Bansal Sumit, Borkar Sachin A, Mahapatra Ashok K
Department of Neurosurgery, All India Institute of Medical Sciences, New Delhi, India.
Asian J Neurosurg. 2017 Apr-Jun;12(2):241-243. doi: 10.4103/1793-5482.144169.

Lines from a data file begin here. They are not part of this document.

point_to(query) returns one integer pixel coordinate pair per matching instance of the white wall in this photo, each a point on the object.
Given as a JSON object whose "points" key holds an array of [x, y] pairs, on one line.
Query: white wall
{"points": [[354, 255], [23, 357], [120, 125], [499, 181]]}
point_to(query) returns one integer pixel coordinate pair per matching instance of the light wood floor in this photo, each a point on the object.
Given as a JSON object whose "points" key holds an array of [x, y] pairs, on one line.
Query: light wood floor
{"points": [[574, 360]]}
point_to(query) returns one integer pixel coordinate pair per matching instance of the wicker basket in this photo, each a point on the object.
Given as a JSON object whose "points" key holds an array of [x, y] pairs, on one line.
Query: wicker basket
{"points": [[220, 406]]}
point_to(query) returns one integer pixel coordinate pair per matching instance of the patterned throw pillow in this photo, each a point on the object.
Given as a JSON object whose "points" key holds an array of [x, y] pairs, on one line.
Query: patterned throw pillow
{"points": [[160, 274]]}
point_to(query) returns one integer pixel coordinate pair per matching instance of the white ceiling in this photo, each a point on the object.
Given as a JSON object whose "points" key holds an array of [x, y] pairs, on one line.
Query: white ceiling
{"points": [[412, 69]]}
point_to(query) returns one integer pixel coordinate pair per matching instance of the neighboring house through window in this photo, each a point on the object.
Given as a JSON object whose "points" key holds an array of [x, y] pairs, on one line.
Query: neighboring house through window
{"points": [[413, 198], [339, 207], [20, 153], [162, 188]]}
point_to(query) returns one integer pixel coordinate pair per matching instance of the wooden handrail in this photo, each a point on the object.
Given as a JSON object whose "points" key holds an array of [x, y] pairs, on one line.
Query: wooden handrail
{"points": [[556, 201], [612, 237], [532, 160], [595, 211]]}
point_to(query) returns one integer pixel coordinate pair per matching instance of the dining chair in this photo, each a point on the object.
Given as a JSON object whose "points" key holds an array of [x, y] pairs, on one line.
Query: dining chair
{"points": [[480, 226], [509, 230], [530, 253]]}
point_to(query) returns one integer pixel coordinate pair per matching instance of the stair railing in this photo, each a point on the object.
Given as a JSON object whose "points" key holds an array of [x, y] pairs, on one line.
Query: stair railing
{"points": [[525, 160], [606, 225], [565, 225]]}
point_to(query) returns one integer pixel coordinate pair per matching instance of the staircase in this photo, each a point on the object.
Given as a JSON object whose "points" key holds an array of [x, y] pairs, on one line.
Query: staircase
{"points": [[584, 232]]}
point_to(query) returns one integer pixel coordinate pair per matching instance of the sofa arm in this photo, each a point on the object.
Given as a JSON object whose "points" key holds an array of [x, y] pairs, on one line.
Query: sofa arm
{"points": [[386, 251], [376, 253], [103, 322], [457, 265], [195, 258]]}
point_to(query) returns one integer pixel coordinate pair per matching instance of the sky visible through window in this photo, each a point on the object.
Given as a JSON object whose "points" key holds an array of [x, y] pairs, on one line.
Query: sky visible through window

Authors are presenting a common case of Chiari malformation but with a very unusual associated finding, holocord syringomyelia, which responded to posterior fossa decompression. An 11-year-old male patient presented with progressive left hemiparesis and numbness on left half of the body for 4 years. Magnetic resonance imaging of the spine revealed peg-shaped herniation of tonsils 8 mm below the foramen magnum and holocord syringomyelia. No focal intraspinal mass was seen. Chiari I malformation with holocord syrinx was diagnosed. The patient underwent posterior fossa decompression with subpial resection of both tonsils with augmentation duraplasty. Post-operatively, patient improved clinically as well as radiologically.
作者报告了一例常见的Chiari畸形病例,但伴有一个非常不寻常的相关发现——全脊髓空洞症,该病例经后颅窝减压治疗有效。一名11岁男性患者出现进行性左侧偏瘫和身体左侧麻木4年。脊柱磁共振成像显示扁桃体呈钉状疝入枕大孔下方8毫米处,并伴有全脊髓空洞症。未发现局灶性椎管内肿块。诊断为Chiari I畸形合并全脊髓空洞症。患者接受了后颅窝减压术,同时行双侧扁桃体软膜下切除术及硬脑膜修补术。术后,患者的临床症状和影像学表现均有所改善。